Боец виновато улыбался, потирал тщедушную грудь. Руки и плечи усеивали рыжие веснушки, на теле виднелись поджившие синяки.

-- Глядьте, товарыщ старший лытинант, чем жив еще? - домодельный эскулап сунул кончик палочки, которой орудовал, в кратер одной из язв. Инструмент влез почти на дюйм, страдалец даже не поморщился. Содрогнувшись, Федорин отошел.

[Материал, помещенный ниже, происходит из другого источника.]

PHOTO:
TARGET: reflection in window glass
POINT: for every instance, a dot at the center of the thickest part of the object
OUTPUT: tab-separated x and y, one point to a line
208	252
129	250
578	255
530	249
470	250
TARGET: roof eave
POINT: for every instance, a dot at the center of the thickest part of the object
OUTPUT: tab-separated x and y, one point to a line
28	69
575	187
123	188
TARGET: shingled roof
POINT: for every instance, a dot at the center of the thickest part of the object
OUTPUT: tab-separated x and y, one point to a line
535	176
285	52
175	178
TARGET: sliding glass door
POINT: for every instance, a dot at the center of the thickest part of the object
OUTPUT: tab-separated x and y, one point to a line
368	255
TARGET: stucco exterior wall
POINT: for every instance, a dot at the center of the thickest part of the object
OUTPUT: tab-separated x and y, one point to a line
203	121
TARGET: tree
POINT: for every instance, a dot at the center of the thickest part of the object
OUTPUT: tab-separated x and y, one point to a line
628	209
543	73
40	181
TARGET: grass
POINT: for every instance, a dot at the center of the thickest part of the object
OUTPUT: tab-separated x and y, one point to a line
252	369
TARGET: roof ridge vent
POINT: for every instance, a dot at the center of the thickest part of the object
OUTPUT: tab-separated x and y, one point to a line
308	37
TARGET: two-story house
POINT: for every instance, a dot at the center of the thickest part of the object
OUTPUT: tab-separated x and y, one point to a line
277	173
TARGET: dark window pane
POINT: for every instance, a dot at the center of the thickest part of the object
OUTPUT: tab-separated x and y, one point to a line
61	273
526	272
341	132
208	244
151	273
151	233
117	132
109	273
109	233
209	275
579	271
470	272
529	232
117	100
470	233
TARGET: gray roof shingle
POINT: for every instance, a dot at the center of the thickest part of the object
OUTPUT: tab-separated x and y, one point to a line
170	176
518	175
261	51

Разыскав Шалеева, попросил:

-- Николай Иваныч, займи людей до обеда. Я у себя буду, что-то не климатит. Если что - зови.

Настроение вправду было вялым. То ли к погоде, то ли глубоко штатский организм не осиливал здешний допинг. Всегда подтянутый и даже бритый прапорщик ответствовал:

-- Понял. Есть.

Странные отношения. Пройдясь для видимости вдоль палаток, Федорин нырнул в берлогу.

Дремалось скверно, выныривал из сонных провалов в поту, хотя окружающая земля хранила прохладу даже днем, при солнце и открытой двери. Валялся в обуви, что удобства также не прибавляло. Повернувшись на спину, созерцал накатный бревенчатый потолок, крытый сверху толем. Кино про Отечественную... Надоело, скорей бы домой. Война оказывалась вблизи еще тягостнее, дурнее, гаже, чем можно было предполагать. Одна нескончаемая грязь, самая обыкновенная, от заляпанных по ствол бэтэров до вечно зудящей кожи...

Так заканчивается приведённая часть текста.